MATTEO RENZI I: 15 dicembre 2013 E’ segretario grazie al 67,5% ottenuto alle primarie battendo Gianni Cuperlo e Giuseppe Civati. E’ la segreteria dello strappo con Letta. A febbraio 2014 riceverà l’incarico di formare il nuovo esecutivo. Nel 2016 la sconfitta al referendum porta alle sue dimissioni da presidente del Consiglio.

MATTEO ORFINI: 19 febbraio 2017. Secondo reggente di una segreteria lampo: meno di tre mesi. Era presidente del partito e commissario straordinario del Pd romano. Lascia alla rielezione di Renzi.
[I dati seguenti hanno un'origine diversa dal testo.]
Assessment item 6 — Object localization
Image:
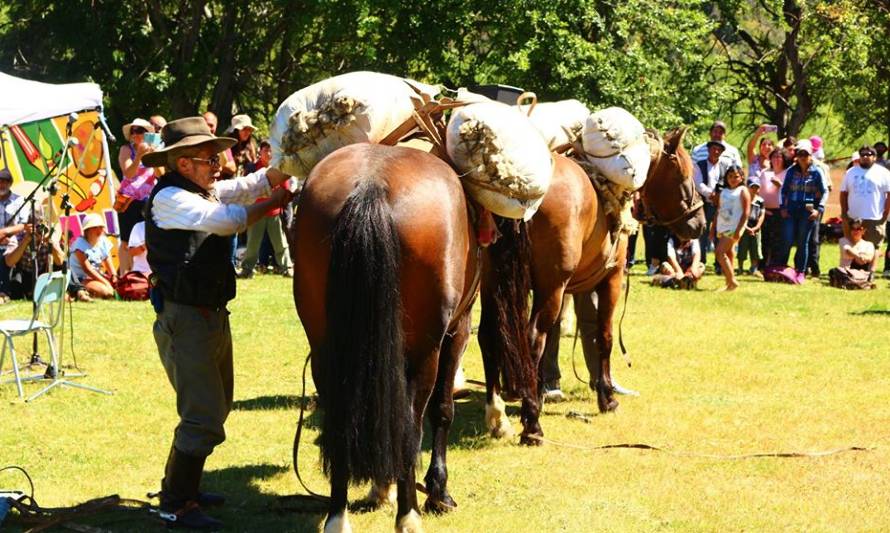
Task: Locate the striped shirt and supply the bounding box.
[151,169,271,235]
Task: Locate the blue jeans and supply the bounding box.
[779,210,818,272]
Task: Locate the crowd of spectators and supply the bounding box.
[0,111,293,304]
[629,121,890,290]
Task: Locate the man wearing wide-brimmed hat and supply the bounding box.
[144,117,291,529]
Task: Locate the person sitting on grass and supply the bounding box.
[71,213,117,298]
[738,178,766,278]
[711,166,751,291]
[652,235,705,290]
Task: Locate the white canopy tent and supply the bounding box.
[0,72,102,126]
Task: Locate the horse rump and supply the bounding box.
[319,178,416,484]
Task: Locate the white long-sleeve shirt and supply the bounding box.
[151,168,272,235]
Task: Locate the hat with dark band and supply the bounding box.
[142,117,237,167]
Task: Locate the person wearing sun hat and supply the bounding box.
[114,118,160,272]
[145,117,291,529]
[69,213,117,298]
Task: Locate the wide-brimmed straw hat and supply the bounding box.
[225,115,256,135]
[142,117,237,167]
[123,118,155,142]
[80,213,105,233]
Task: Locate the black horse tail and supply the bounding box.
[479,216,537,398]
[319,179,416,484]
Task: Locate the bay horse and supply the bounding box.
[478,128,705,444]
[289,144,481,532]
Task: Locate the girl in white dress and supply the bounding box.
[711,166,751,291]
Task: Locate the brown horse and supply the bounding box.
[479,129,705,444]
[290,144,481,531]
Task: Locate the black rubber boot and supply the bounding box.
[160,447,223,530]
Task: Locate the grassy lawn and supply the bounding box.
[0,245,890,532]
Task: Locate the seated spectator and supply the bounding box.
[71,213,117,298]
[3,220,92,302]
[652,235,705,290]
[128,220,151,276]
[828,218,876,289]
[738,179,766,278]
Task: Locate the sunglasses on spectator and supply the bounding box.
[189,155,219,167]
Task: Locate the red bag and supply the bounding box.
[114,270,151,300]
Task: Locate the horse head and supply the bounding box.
[640,127,705,239]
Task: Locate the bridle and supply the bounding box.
[640,132,705,226]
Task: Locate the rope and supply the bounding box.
[529,434,874,460]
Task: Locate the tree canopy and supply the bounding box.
[0,0,890,149]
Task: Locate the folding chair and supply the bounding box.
[0,272,68,399]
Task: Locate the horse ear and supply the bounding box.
[664,126,689,155]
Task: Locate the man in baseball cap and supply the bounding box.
[143,117,291,529]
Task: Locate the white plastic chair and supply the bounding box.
[0,272,68,399]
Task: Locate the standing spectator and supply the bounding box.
[692,120,742,168]
[739,179,766,278]
[226,115,259,176]
[692,140,730,268]
[239,141,294,279]
[128,220,151,276]
[875,141,890,170]
[711,166,751,291]
[0,168,27,304]
[202,111,238,179]
[841,145,890,272]
[758,148,791,267]
[69,213,117,298]
[779,140,828,283]
[114,118,160,272]
[747,124,776,177]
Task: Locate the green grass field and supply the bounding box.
[0,245,890,532]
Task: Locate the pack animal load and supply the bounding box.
[579,107,651,191]
[517,100,590,150]
[445,101,553,220]
[269,72,439,179]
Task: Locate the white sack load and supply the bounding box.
[582,107,651,190]
[445,102,553,220]
[517,100,590,150]
[269,72,439,179]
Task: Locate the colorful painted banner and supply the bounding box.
[0,111,118,260]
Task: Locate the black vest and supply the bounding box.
[145,172,235,308]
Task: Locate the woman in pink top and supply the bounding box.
[759,148,791,267]
[115,118,160,272]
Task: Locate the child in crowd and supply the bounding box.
[710,165,751,291]
[738,178,766,278]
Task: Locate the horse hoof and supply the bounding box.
[396,509,423,533]
[519,433,544,446]
[423,493,457,515]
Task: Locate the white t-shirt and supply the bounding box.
[838,237,875,268]
[127,221,151,276]
[841,165,890,220]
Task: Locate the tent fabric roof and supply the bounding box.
[0,72,102,126]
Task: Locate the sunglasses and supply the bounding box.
[189,155,219,167]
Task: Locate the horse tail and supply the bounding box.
[479,217,537,397]
[319,179,416,484]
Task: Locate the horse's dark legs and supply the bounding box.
[519,286,565,445]
[324,456,351,533]
[423,311,470,514]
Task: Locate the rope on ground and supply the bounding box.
[529,435,874,460]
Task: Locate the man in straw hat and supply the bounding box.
[145,117,291,529]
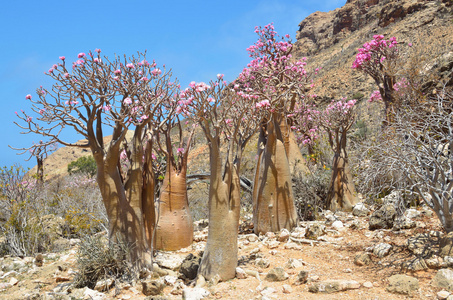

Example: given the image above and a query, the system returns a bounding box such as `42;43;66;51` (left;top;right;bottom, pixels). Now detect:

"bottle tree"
352;35;401;125
180;74;261;280
154;94;195;251
16;49;175;267
318;98;358;211
238;24;310;233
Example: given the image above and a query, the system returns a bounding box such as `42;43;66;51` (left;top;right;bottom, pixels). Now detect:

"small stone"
267;241;280;249
209;274;222;286
265;268;289;281
282;284;293;294
94;278;114;292
387;274;419;295
437;290;450;300
305;223;326;240
142;279;165;296
332;220;344;230
283;241;302;250
285;258;303;269
35;253;44;267
352;203;370;217
297;270;308;283
401;258;428;272
308;280;360;294
8;277;19;286
277;228;290;242
182;287;210;300
373;243;392;258
236;267;247;279
354;252;371;266
264;231;275;239
164;275;178;286
255;258;271;269
55;276;71;282
246;233;258;243
432;269;453;291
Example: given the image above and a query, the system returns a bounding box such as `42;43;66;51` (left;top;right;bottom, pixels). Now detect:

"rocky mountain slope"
294;0;453;100
31;0;453;178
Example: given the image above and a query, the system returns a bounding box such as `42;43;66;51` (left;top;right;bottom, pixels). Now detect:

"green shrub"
68;156;97;177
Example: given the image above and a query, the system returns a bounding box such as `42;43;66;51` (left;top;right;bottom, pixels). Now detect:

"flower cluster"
352;35;398;70
368;90;382;103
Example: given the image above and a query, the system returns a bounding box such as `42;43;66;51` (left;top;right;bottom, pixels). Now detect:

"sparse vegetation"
68;155;96;177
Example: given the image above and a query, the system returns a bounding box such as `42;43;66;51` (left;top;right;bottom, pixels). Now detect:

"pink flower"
151;68;162;76
255;100;271;108
123;97;132;105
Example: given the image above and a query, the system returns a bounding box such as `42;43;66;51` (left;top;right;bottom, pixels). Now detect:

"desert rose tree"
318;99;358;211
181;74;261;280
154;95;195;251
238;24;310;233
16;49;175;267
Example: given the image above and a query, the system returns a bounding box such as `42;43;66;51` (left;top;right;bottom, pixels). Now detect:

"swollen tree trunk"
142;139;157;250
327;134;358;211
253;114;297;234
97;155;151;268
90;128;151;269
198;137;240;281
155;162;193;251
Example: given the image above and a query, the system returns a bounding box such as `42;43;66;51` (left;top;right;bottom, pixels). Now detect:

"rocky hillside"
295;0;453;100
31;0;453;178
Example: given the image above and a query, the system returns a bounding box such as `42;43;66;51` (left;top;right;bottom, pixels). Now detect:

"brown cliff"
294;0;453;101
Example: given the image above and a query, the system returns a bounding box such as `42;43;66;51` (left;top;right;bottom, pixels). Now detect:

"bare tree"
181;74;261;280
16;49;176;267
366;89;453;232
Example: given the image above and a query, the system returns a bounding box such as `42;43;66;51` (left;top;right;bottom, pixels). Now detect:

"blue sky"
0;0;346;167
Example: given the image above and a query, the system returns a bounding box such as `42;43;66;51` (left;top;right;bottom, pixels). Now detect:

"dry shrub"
74;235;135;289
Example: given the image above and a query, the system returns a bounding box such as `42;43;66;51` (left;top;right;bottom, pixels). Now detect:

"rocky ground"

MATTEO RENZI II: 7 maggio 2017 E’ l’unico bis della storia del partito e lo ottiene vincendo le primarie (con il 69,2% dei voti) contro Andrea Orlando e Michele Emiliano. Poco meno di un anno dopo arrivano le dimissioni, questa volta definitive. Dopo aver favorito, non più da segretario, la nascita del Conte bis, il governo giallorosso, con il Pd alleato del M5S per evitare le elezioni, decide di fondare Italia Viva. E divide la sua storia da quella del partito.

MAURIZIO MARTINA: 12 marzo 2018. E’ l’unico a rivestire, in sequenza, gli incarichi di reggente e segretario. Il primo – essendo il vice – subito dopo l’addio di Renzi. Il secondo con l’investitura, il 7 luglio 2018, da parte dell’Assemblea.

NICOLA ZINGARETTI: 17 marzo 2019. Vince le primarie e, con il 66% dei voti, sconfigge Maurizio Martina e Roberto Giachetti. Lascia pochi giorni fa vergognandosi di un partito troppo concentrato sulle poltrone e non sulle necessità del Paese.

ENRICO LETTA: 14 marzo 2021. Eletto dall’Assemblea nazionale con 860 voti favorevoli, 2 contrari e 4 astenuti, dopo aver detto che al Pd non serve un nuovo segretario ma un nuovo partito, dovrà cominciare a orientarsi nel nuovo incarico. Prima delle battaglie ideali, dei proclami e dell’annuncio di prossima vittoria alle elezioni politiche, Enrico Letta farà bene a capire gli umori della gente, degli elettori. Guardandosi da chi lo incensa. Tenendo conto che il «tiro al segretario» è stato lo sport preferito nei 14 anni di vita dei Dem.